There is a workaround to the problem of not being able to use the CppADCodeGen drivers: compute the expressions for the first order derivatives (Jacobian) and use that as the model.
Here is an example:
/* --------------------------------------------------------------------------
* CppADCodeGen: C++ Algorithmic Differentiation with Source Code Generation:
* Copyright (C) 2018 Joao Leal
*
* CppADCodeGen is distributed under multiple licenses:
*
* - Eclipse Public License Version 1.0 (EPL1), and
* - GNU General Public License Version 3 (GPL3).
*
* EPL1 terms and conditions can be found in the file "epl-v10.txt", while
* terms and conditions for the GPL3 can be found in the file "gpl3.txt".
* ----------------------------------------------------------------------------
* Author: Joao Leal
*/
#include <vector>
#include <cppad/cg.hpp>
using namespace CppAD;
using namespace CppAD::cg;
int main(void) {
// classes for source code generation
using CGD = CG<double>;
using ADCG = AD<CGD>;
/***************************************************************************
* The original model
**************************************************************************/
// independent variable vector
size_t n = 2;
std::vector<ADCG> x(n);
x[0] = 2.;
x[1] = 3.;
Independent(x);
// dependent variable vector
size_t m = 1;
std::vector<ADCG> y(m);
// the model
y[0] = x[0] * x[0] * x[0] * x[1] * x[1];
ADFun<CGD> fun(x, y); // the model tape
/***************************************************************************
* Create a new model for the Jacobian
**************************************************************************/
CodeHandler<double> handler;
// independent variable vector
std::vector<CGD> x0(n);
handler.makeVariables(x0);
// compute the expressions for the Jacobian using the original model
std::vector<CGD> jac = fun.SparseJacobian(x0);
// the independent variables for the new model
std::vector<ADCG> xNew(n);
CppAD::Independent(xNew);
// change the type from CGD (jac) to ADCG (jacNew)

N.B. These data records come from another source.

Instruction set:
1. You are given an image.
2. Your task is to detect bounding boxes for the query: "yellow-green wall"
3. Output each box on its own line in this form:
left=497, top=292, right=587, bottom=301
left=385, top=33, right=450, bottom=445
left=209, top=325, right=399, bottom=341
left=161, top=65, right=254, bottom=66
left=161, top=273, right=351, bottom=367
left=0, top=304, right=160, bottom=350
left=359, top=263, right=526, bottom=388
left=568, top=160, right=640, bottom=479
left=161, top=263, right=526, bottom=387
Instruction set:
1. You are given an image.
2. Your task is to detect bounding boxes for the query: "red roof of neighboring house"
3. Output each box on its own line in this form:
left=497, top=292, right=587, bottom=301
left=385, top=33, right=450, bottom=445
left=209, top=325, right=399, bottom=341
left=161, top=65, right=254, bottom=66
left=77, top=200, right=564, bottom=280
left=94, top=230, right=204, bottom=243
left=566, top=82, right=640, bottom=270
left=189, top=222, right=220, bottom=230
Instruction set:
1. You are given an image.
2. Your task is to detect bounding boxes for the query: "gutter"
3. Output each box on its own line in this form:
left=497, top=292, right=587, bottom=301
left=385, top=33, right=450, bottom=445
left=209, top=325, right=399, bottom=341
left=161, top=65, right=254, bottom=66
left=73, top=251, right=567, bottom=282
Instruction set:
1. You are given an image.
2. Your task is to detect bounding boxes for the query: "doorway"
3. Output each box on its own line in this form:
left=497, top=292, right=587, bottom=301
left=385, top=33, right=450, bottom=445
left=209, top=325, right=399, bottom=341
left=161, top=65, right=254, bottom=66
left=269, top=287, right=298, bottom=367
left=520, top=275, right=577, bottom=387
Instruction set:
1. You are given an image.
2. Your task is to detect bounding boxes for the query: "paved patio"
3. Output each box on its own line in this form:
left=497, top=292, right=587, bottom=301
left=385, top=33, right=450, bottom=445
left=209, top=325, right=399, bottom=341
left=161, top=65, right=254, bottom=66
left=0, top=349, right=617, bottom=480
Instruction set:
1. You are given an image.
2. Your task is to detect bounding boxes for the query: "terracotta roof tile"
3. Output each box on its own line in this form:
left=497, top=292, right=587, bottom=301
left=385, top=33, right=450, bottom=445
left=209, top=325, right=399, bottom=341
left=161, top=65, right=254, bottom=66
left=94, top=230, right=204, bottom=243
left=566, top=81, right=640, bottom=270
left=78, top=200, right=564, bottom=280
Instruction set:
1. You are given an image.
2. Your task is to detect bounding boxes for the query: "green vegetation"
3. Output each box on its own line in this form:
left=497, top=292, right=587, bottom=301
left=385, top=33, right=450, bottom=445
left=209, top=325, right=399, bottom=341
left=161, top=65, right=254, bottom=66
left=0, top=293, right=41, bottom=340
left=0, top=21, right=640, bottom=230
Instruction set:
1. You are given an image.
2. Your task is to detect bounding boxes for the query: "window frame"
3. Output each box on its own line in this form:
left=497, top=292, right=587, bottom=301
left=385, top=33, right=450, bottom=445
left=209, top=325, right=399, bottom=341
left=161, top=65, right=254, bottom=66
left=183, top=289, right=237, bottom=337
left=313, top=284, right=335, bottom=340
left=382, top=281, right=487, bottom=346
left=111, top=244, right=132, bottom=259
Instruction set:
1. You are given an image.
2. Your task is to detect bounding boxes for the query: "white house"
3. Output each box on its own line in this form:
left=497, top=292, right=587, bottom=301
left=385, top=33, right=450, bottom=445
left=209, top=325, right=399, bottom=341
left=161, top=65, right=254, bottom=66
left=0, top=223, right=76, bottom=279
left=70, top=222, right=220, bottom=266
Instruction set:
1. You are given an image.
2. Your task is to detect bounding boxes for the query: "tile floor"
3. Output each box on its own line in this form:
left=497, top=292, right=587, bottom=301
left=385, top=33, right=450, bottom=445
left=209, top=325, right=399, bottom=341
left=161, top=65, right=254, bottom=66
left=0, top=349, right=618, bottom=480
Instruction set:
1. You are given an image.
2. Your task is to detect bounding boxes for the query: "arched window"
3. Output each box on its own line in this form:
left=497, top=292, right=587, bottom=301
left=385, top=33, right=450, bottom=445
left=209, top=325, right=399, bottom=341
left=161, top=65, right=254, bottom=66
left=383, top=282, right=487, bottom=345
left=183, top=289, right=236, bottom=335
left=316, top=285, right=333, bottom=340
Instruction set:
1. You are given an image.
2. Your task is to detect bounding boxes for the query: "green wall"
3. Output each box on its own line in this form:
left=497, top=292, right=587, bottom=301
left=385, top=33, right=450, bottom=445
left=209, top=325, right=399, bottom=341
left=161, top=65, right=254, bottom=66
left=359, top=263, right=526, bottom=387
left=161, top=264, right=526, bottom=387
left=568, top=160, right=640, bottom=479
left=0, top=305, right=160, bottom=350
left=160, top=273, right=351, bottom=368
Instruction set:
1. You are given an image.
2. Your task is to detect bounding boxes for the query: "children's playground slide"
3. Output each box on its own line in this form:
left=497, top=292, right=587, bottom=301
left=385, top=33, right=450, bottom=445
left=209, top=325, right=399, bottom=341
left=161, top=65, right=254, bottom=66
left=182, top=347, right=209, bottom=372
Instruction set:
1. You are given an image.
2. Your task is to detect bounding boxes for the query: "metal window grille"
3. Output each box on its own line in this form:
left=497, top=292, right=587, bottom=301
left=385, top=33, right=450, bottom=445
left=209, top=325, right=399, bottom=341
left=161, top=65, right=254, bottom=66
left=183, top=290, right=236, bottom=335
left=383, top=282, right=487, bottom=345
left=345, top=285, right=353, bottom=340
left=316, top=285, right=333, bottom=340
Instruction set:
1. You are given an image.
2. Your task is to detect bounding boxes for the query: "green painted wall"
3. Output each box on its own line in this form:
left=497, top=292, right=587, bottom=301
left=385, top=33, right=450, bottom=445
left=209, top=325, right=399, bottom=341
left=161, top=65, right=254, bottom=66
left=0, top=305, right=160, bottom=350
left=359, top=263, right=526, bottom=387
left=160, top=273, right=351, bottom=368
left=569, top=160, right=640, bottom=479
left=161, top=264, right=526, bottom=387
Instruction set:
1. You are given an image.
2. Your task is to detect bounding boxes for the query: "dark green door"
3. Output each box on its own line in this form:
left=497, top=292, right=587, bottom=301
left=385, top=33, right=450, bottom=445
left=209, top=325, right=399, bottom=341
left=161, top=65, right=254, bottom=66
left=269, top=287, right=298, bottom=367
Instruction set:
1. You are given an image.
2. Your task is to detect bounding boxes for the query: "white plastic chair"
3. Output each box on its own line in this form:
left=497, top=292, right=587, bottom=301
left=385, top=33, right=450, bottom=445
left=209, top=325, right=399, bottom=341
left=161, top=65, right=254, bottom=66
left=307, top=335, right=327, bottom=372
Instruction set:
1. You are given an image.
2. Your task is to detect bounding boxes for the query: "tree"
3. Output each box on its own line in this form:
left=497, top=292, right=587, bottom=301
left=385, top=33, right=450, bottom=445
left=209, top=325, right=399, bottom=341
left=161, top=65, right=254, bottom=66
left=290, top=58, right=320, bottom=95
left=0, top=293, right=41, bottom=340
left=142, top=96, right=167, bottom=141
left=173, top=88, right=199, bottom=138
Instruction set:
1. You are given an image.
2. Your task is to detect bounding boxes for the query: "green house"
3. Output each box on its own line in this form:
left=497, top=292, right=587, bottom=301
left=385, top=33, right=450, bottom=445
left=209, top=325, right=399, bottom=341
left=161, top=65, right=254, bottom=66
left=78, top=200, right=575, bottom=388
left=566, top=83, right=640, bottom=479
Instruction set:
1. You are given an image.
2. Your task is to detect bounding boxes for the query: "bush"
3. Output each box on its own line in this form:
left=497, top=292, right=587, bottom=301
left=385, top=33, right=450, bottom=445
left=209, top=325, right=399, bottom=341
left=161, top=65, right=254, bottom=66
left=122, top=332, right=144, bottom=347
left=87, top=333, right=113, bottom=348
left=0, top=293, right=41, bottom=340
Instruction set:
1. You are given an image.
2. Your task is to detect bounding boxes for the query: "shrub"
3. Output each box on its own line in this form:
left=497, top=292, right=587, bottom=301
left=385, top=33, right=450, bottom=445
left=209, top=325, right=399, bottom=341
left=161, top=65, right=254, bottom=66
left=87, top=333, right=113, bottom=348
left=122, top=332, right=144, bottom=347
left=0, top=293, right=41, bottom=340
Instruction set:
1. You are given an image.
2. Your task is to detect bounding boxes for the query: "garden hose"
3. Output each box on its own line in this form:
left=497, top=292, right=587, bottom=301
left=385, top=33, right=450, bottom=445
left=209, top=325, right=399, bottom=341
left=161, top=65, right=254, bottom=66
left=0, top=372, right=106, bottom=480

Evaluator<double, CGD, ADCG> evaluator(handler);
std::vector<ADCG> jacNew = evaluator.evaluate(xNew, jac);
ADFun<CGD> funJac(xNew, jacNew); // the new model tape
/***************************************************************************
* Create the dynamic library
* (generates and compiles source code)
**************************************************************************/
// generates source code
ModelCSourceGen<double> cgen(funJac, "model_jac");
cgen.setCreateJacobian(true);
cgen.setCreateHessian(true);
ModelLibraryCSourceGen<double> libcgen(cgen);
// compile source code
DynamicModelLibraryProcessor<double> p(libcgen);
GccCompiler<double> compiler;
compiler.setSaveToDiskFirst(true); // << not really required
auto dynamicLib = p.createDynamicLibrary(compiler);
/***************************************************************************
* Use the dynamic library
**************************************************************************/
auto modelJac = dynamicLib->model("model_jac");
std::vector<double> xv {2.5, 3.5};
std::vector<double> vv {1, 0};
//second order derivatives of the Jacobian
std::vector<double> third_order = modelJac->Hessian(xv, vv);
// print out the result
std::cout << third_order[0] << " " << third_order[1] << std::endl;
}
The output is:
73.5 105
Thank you!!
Is there any support in CppADCodeGen for third and higher order derivatives?